Important

You are viewing the NeMo 2.0 documentation. This release introduces significant changes to the API and a new library, NeMo Run. We are currently porting all features from NeMo 1.0 to 2.0. For documentation on previous versions or features not yet available in 2.0, please refer to the NeMo 24.07 documentation.

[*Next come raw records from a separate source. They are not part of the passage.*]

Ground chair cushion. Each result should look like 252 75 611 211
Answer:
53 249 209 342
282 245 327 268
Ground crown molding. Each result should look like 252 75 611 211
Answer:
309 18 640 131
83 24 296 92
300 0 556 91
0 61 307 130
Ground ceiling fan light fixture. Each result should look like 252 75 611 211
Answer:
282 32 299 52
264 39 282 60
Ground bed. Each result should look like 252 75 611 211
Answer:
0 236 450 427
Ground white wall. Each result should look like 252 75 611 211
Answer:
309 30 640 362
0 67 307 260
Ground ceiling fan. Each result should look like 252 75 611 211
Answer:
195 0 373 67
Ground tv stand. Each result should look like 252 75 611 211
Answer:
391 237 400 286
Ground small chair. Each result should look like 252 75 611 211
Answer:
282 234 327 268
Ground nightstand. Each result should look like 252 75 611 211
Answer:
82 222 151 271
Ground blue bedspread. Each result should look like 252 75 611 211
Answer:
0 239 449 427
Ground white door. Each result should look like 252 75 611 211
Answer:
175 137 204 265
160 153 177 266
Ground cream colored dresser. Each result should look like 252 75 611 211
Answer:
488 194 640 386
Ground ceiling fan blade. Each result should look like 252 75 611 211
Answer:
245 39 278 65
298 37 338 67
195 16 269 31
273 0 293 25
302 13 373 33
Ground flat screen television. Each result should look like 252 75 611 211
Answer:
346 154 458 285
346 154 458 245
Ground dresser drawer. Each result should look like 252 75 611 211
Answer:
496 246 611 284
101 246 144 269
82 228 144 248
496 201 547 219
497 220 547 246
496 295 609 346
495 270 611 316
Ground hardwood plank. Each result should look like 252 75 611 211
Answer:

Model Export to TensorRT-LLM#

To enable the export stage with a NeVa model, configure the configuration files:

  1. In the defaults section of conf/config.yaml, update the export field to point to the desired NeVa configuration file. For example, if you want to use the neva/export_neva configuration, change the export field to neva/export_neva.

    defaults:
      - export: neva/export_neva
      ...
    
  2. In the stages field of conf/config.yaml, make sure the export stage is included. For example,

    stages:
      - export
      ...
    
  3. Configure infer.max_input_len and infer.max_output_len of the conf/export/neva/export_neva.yaml file to set the max_input_len and max_output_len to use for NVIDIA TensorRT-LLM model.

Remarks:

  1. To load a pretrained checkpoint for inference, set the restore_from_path field in the model section to the path of the pretrained checkpoint in .nemo format in conf/export/neve/export_neva.yaml.

  2. Only max_batch_size: 1 is supported for now.